I am looking for the longest manual and electric pole saws that don't cost an arm and a leg. I am looking to cut quite a few smaller branches that are 1-1.5" think, and a few 5-7" branches. All branches are 25-30ft above the ground. I could not reach the smaller branches with 12ft manual polesaw from ~6ft on a ladder.

I also have similar branches to cut down at parents house.

I would prefer corded rather than cordless as I do not want to deal with batteries. If it is gas,, than 4-stroke would be preferred.

P.S. I'm in Canada, if that makes any difference.

Thank You in advance!


----------



## Del_ (Jun 6, 2018)

Here is the pole saw I use. You will be glad you did. 

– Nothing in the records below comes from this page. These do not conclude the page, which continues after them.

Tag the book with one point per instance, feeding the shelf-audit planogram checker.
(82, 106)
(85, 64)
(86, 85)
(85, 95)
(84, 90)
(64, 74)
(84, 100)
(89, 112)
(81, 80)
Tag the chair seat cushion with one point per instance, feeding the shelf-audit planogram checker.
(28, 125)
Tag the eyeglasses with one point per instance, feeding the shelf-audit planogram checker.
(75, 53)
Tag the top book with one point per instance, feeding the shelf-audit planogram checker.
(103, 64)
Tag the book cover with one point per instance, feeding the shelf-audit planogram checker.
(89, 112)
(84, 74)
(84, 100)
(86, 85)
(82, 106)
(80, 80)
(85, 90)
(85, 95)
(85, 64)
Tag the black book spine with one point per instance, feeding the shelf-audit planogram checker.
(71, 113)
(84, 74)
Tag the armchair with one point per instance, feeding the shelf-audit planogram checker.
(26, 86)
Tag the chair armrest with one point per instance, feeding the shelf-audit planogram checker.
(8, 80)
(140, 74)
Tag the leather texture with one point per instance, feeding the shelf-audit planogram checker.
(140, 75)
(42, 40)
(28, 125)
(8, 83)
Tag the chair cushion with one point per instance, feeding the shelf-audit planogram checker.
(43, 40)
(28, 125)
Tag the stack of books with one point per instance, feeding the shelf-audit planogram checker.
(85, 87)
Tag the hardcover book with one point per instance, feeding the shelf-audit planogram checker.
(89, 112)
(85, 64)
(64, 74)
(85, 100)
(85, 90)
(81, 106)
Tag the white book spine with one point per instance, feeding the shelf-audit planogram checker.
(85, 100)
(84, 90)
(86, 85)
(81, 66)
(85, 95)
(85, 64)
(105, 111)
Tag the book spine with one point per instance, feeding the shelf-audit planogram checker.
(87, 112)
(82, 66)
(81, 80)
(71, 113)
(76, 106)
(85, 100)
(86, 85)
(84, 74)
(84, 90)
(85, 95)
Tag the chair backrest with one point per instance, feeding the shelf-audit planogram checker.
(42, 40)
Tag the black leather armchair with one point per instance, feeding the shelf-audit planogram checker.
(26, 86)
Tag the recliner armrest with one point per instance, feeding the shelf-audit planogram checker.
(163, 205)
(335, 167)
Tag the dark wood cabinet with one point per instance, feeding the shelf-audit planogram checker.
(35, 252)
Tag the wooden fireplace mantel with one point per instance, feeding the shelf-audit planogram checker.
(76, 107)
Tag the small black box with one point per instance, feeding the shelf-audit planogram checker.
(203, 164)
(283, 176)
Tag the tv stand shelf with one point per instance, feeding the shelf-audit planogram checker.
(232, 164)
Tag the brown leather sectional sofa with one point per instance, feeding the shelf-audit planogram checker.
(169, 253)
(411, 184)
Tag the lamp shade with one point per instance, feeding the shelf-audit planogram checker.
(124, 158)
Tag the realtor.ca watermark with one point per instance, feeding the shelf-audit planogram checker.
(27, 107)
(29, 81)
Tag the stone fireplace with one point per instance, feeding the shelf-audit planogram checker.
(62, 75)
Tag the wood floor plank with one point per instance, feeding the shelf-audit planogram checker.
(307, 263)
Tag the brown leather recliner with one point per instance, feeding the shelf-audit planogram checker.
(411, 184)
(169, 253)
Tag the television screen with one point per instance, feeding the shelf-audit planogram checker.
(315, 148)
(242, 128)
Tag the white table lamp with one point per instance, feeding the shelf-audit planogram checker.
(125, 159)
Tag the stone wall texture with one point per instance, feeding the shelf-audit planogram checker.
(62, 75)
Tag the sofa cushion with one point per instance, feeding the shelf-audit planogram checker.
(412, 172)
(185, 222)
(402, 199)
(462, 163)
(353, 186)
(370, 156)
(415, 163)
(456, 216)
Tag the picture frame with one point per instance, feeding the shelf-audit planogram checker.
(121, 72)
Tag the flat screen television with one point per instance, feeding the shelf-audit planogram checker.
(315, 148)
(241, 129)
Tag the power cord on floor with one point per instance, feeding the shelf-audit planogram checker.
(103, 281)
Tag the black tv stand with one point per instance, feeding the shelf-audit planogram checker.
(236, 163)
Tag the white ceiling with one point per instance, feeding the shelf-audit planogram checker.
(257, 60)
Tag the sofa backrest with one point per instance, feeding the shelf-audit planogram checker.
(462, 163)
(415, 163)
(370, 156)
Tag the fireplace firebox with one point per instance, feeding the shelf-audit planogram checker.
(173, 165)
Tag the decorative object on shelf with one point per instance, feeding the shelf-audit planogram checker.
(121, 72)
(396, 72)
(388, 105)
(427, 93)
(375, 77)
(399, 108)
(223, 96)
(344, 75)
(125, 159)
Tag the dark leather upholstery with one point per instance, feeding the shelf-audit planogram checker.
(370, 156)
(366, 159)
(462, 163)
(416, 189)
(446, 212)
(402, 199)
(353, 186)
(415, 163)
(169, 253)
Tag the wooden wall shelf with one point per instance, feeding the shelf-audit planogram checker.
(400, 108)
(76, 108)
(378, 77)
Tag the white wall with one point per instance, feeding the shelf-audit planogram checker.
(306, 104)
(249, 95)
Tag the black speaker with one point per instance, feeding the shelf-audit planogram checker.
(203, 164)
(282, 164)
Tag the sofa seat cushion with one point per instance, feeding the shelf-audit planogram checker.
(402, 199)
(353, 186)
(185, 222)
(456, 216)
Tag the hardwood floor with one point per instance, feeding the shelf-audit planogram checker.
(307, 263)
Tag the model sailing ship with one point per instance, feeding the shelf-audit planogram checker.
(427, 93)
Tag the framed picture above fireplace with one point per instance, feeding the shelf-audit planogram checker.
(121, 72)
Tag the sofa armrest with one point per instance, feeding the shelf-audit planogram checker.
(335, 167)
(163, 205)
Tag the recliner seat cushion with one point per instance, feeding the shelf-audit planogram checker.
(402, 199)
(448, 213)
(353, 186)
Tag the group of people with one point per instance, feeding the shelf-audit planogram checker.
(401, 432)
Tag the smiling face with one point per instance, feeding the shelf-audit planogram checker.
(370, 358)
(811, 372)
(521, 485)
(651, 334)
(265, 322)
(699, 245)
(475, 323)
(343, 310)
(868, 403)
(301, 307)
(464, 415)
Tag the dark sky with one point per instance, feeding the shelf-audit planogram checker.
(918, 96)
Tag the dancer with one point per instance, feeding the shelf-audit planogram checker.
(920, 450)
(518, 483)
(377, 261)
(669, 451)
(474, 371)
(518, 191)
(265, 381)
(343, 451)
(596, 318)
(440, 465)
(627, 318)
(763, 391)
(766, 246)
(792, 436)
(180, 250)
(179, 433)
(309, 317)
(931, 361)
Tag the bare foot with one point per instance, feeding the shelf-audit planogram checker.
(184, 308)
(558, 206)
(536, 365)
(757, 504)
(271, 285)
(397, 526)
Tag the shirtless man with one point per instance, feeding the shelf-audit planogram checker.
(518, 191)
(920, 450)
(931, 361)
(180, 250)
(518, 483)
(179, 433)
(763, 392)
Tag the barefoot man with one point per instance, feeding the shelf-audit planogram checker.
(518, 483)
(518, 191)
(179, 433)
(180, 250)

http://www.treestuff.com/store/catalog.asp?item=846


----------



## MaryThomas45 (Jun 7, 2018)

Sun Joe SWJ800E is a very well-made pole saw. Assembly was very easy. The pole itself is quite beefy and very easy to extend plus the lock is one of the best features as it's easy to lock and unlock and stays adjusted.
I was surprised to see that the cutting guide was made of metal. The oil reservoir has a window so it is easy to see the level of oil. The best part of the saw is that it's the lightest one on the market in this price range So you don't have to be a guerrilla to use it. The motor is more than adequate to get the job done. It comes with a good manual, has a two year warranty, and a single metal tool that is all that is needed to assemble as well to keep the chain property adjusted.


----------



## 1Alpha1 (Jun 8, 2018)

Mine cost an arm and a leg, so I won't recommend it.


----------